Un libro è anzitutto le sue intelaiature, non
stupisca se si tratterrà l’attenzione del lettore su una delle alette. «Canto
di D’Arco», si legge appena prima di essere scaraventati nella narrazione, «è
un originalissimo thriller metafisico […] non il gioco di un abilità di uno
scrittore attorno a un genere letterario di grande successo». Si dovrà tradire
il tentativo di orientamento del pensiero sostenendo l’esatto contrario: Canto
di D’arco è il più compiuto gioco di abilità di uno scrittore etc. etc.
Il gioco è la più seria invenzione delle civiltà: produce un sistema di regole individualizzato
e dunque sedizioso verso l’altro sistema di regole, quello di chi non gioca. Chi tra i bambini è guardia e chi ladro, chi conta e chi si nasconde, chi compie e chi
subisce lo scacco matto, per quanto immersi in un mondo di sogno in cui niente
si potrà indovinare rispetto alle regole da cui sono avvicinati, non stanno
realizzando altrimenti che il magnifico marameo e il piccolo caos verso la
rigidità del discorso. Se il romanzo di Moresco propone anzitutto l’indecisione
e dunque la sovversione del sillogismo d’Occidente (“Tutti gli uomini sono
mortali. Socrate è un uomo dunque Socrate è mortale”) non si può che definirlo
un gioco.
Chi nei giochi muore non muore mai sul serio
nel mondo della vita.
Ancora fuori dal genere e dentro la teoria,
ma già approssimandoci al luogo di confine in cui gli insiemi si mescolano, l’opera
è intessuta di una diade-triade. La descriverà un brano di Sigmund
Freud: «Il significato dell’evoluzione civile […] indica la lotta tra Eros e Morte,
tra pulsione di vita e pulsione di distruzione, come si attua nella specie
umana. Questa lotta è il contenuto essenziale della vita» (Il disagio della
civiltà, Bollati Boringhieri, tr. It. C. Musatti). Il gioco – ancora una
volta – freudiano considera l’approssimarsi della Morte al “contenuto essenziale
della vita”. Allo stesso modo Moresco situa il romanzo nei territori in cui
le città della morte e della vita si contendono a vicenda l’atto e la potenza,
sublimandosi infine in Eros, Amore. Si attraversano, inerpicandosi e infine
gettandosi di nuovo in pianura, le vette di una struttura piramidale. I
paragrafi dedicati all’amore compongono la giuntura di un attraversamento in
forma discesa-ascesa verso le città di confine.

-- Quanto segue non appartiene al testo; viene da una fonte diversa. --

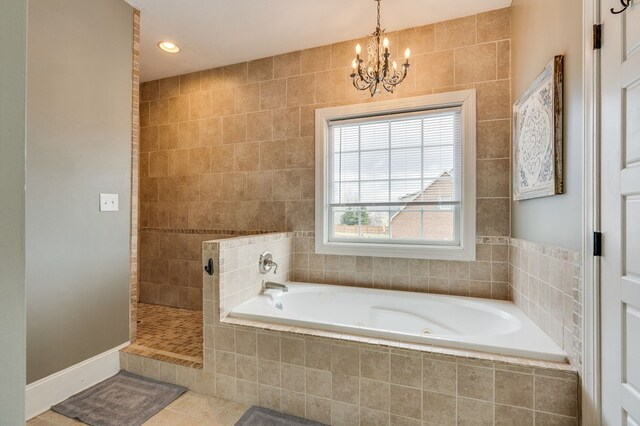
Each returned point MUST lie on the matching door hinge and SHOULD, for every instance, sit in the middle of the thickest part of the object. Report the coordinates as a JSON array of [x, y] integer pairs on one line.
[[597, 36], [597, 243]]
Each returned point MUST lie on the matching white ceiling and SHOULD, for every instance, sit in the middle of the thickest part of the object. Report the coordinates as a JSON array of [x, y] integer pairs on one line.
[[212, 33]]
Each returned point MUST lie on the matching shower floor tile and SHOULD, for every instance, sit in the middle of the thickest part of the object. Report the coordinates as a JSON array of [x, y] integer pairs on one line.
[[169, 334]]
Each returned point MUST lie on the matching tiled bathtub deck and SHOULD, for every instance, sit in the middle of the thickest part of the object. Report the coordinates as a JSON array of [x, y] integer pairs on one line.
[[169, 334]]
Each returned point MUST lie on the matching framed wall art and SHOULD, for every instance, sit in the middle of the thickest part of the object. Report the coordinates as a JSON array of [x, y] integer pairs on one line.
[[538, 135]]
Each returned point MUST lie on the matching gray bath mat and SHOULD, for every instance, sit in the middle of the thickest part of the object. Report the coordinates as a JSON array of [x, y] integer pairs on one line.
[[124, 399], [258, 416]]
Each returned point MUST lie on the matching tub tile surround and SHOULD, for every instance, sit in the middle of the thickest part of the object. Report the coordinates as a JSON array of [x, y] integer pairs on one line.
[[546, 284], [232, 149], [351, 380], [487, 277]]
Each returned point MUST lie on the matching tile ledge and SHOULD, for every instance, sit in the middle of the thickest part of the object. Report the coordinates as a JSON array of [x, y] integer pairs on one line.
[[436, 350]]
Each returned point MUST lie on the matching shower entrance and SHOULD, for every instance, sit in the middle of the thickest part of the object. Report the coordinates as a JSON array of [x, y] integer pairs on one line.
[[167, 309]]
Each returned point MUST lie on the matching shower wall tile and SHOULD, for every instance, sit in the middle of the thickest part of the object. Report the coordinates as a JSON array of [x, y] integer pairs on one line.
[[170, 268], [139, 168], [546, 283]]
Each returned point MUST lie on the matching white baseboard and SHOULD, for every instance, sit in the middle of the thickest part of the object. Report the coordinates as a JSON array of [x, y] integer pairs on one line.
[[44, 393]]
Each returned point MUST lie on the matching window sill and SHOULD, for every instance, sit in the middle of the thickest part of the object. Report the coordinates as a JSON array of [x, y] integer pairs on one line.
[[411, 251]]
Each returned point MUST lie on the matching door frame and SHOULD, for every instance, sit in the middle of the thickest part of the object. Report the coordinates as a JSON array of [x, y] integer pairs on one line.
[[591, 346]]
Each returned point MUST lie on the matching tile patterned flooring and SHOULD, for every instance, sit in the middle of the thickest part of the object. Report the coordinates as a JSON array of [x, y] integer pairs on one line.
[[191, 409], [169, 334]]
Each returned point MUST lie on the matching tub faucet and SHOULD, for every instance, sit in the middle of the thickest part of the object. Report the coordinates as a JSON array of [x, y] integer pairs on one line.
[[266, 263], [271, 285]]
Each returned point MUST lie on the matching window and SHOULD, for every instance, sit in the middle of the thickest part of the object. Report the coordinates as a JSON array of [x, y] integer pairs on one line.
[[397, 178]]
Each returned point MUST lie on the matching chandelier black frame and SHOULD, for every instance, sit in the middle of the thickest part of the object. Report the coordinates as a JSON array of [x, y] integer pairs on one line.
[[378, 71]]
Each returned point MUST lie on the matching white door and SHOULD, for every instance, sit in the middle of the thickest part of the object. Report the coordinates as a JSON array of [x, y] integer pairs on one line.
[[620, 214]]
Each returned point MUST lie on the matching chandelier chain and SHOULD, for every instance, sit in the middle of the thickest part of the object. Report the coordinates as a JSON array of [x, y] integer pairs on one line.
[[378, 71]]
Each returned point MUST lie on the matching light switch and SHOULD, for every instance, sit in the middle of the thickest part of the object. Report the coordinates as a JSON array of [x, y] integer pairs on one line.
[[108, 202]]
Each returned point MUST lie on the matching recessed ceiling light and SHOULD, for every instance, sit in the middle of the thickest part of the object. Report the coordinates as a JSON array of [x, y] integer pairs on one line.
[[169, 47]]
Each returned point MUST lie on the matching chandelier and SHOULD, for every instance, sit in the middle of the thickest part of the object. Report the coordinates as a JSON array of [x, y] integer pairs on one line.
[[376, 71]]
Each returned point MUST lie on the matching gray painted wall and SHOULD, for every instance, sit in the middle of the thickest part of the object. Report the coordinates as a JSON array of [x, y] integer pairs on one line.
[[79, 66], [540, 30], [13, 26]]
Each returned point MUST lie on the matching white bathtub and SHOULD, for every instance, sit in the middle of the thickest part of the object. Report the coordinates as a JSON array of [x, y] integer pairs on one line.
[[449, 321]]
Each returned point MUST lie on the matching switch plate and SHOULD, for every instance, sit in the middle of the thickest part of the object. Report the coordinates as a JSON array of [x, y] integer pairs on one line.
[[108, 202]]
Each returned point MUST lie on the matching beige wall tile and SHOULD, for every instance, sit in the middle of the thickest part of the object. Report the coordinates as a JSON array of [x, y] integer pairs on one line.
[[247, 98], [493, 100], [318, 409], [158, 112], [273, 94], [247, 157], [405, 401], [211, 132], [259, 126], [374, 394], [292, 377], [286, 65], [260, 70], [476, 63], [555, 396], [292, 351], [474, 412], [212, 79], [419, 39], [512, 416], [318, 382], [345, 360], [200, 105], [504, 59], [439, 408], [493, 178], [168, 136], [475, 382], [406, 370], [169, 87], [178, 109], [456, 33], [493, 216], [343, 414], [434, 70], [235, 75], [300, 90], [315, 59], [494, 25], [188, 134], [345, 388], [272, 154], [149, 91], [438, 376], [494, 139], [514, 389], [234, 129], [222, 101], [190, 83]]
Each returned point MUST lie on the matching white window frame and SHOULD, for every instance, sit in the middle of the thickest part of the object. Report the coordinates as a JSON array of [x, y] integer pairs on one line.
[[466, 249]]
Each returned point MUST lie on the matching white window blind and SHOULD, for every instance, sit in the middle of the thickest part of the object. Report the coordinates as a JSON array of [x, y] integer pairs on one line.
[[396, 177]]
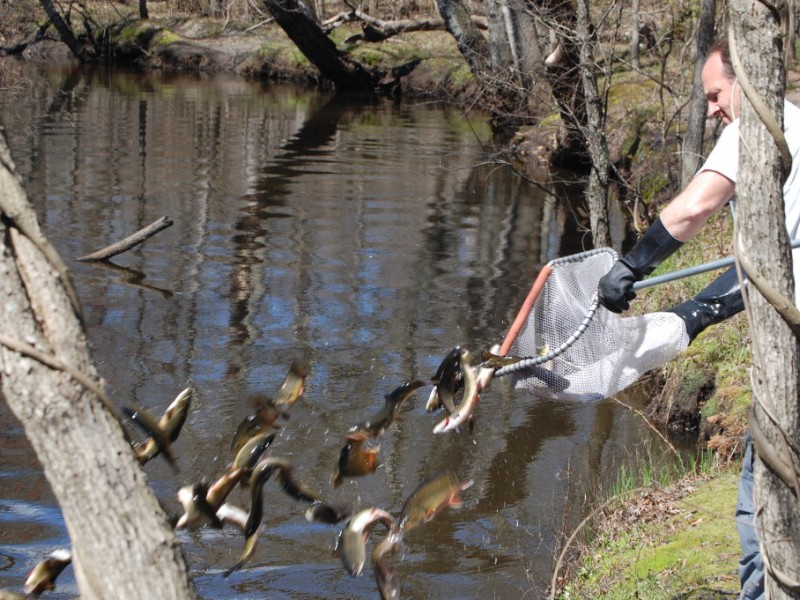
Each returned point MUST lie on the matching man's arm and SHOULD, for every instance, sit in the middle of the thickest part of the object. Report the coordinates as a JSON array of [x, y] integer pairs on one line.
[[682, 218], [686, 214]]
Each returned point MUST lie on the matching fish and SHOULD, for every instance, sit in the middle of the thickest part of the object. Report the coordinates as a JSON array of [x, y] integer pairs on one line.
[[147, 422], [430, 498], [376, 425], [470, 397], [229, 513], [262, 472], [171, 423], [446, 382], [196, 508], [355, 459], [352, 542], [264, 418], [249, 549], [43, 576], [322, 512], [232, 515], [293, 385], [219, 491], [252, 451], [385, 574]]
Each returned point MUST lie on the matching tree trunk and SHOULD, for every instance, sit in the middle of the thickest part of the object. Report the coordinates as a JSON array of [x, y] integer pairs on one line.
[[597, 190], [65, 32], [564, 75], [692, 151], [765, 243], [499, 42], [490, 62], [122, 545], [471, 43], [635, 34], [309, 38]]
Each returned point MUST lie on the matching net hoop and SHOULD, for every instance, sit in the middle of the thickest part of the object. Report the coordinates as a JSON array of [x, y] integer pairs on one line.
[[532, 361]]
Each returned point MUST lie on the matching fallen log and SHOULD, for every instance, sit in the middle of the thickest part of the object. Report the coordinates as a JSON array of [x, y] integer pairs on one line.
[[129, 242], [377, 30]]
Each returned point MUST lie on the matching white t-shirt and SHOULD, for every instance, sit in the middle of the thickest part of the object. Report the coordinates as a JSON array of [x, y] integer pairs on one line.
[[724, 159]]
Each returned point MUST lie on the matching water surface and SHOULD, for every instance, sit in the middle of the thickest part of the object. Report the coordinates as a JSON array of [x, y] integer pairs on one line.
[[365, 237]]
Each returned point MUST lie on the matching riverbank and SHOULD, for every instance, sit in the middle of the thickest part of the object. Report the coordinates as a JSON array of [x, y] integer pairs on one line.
[[709, 378]]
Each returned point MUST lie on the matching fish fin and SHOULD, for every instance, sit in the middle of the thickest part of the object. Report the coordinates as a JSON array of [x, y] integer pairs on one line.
[[247, 553]]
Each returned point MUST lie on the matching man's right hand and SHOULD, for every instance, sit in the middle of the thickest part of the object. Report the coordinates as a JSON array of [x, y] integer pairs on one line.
[[615, 290]]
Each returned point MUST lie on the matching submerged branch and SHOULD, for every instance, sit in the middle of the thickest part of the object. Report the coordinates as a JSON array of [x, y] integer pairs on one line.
[[129, 242]]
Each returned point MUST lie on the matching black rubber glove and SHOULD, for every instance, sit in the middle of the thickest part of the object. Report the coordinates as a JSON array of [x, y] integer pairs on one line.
[[615, 290], [719, 300]]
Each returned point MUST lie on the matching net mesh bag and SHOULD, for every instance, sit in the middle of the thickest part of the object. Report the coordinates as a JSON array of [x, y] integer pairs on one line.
[[575, 349]]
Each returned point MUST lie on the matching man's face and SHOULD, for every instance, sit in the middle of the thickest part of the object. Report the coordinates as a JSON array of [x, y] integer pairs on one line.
[[723, 94]]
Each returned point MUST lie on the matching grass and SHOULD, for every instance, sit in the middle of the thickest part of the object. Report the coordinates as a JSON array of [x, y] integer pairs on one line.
[[692, 552]]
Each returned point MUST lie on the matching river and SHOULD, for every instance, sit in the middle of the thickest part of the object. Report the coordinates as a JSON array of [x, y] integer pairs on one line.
[[365, 237]]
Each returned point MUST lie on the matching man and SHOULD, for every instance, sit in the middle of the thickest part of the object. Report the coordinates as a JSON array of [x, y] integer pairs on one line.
[[679, 221]]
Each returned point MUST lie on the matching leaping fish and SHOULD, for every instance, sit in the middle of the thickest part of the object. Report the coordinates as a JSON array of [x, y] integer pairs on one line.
[[293, 385], [393, 402], [43, 576], [355, 459], [385, 574], [352, 543], [470, 397], [170, 424], [430, 498], [447, 381]]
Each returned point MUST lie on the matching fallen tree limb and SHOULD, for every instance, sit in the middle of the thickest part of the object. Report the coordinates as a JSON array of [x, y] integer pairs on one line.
[[129, 242], [377, 30]]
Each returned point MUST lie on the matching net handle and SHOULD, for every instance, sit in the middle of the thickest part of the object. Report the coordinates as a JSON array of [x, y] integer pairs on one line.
[[525, 309], [536, 290]]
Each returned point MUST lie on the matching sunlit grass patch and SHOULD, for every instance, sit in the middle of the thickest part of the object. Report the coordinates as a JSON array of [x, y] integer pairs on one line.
[[692, 552]]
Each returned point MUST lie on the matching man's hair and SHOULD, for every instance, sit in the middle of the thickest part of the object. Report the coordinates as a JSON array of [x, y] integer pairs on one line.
[[724, 51]]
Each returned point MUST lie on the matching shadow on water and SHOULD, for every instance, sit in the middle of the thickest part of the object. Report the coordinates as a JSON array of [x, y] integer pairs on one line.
[[365, 238]]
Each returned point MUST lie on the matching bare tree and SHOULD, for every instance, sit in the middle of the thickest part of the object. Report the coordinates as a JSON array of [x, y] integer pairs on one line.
[[597, 190], [65, 32], [122, 544], [757, 54], [302, 28], [696, 120]]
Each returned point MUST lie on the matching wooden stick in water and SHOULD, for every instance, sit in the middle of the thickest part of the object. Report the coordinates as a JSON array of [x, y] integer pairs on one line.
[[129, 242]]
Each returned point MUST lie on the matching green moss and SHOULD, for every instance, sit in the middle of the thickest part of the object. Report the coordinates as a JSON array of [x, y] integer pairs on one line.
[[693, 551], [165, 38]]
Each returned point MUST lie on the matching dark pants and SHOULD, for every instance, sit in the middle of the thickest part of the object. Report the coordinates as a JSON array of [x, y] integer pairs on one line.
[[751, 568]]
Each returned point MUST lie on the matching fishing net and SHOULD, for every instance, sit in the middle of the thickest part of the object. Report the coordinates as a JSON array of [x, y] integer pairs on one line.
[[576, 349]]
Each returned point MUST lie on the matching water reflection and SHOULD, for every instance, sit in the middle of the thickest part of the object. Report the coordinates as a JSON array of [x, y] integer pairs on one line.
[[364, 237]]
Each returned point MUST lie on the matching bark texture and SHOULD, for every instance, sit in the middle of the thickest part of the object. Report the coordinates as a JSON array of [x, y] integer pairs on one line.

Non senza ragione l’opera utilizza (assoggetta) la struttura
narrativa del thriller: la finalità cui l’eroe deve giungere, la sua
personale teleologia, le peripezie da affrontare – descritte nel modo di un gore
grottesco a gradazioni di bizzarro fiction – manifestano all’origine la
possibilità dell’avvenire, ma allo stadio terminale la mancata arrendevolezza
verso quanto è già avvenuto.
Dal romanzo ontologico-esistenziale Moresco
approda al romanzo etico.
Si prosegue nel fantasma della progressione:
il primo capitolo della prima parte reca in insegna “1”; l’ultimo capitolo dell’ultima,
“15”. Tale dispiegamento non è che il tentativo della voce narrante di illuminare
quanto altrimenti risulterebbe oscuro e incomprensibile. Peggio, per uno
scrittore: impubblicabile. In 71 frammenti di una cronologia del
caso il regista Michael Haneke propone uno sguardo non-progressivo sulla
cronaca, sull’intero arco dell’avvenimento. Tutto è descritto per mezzo di
episodi non consequenziali per cui nessun modello potrebbe servire nella ricostruzione
degli eventi (a differenza di quanto accade, ad esempio, in La vita:
istruzioni per l’uso, romanzo-puzzle di Georges Perec).
È tutto quanto il giovane critico imputa a
un romanzo che esibisce i sintomi della magnificenza, ovvero la ricerca di
una progressione ragionevole nel genere tradita dalla difesa speculativa del
Narratore: “scrivo così per rendermi chiaro”. Come può la ragione che tutto orienta descrivere
l’immanenza di un territorio in cui la vita coincide con la morte?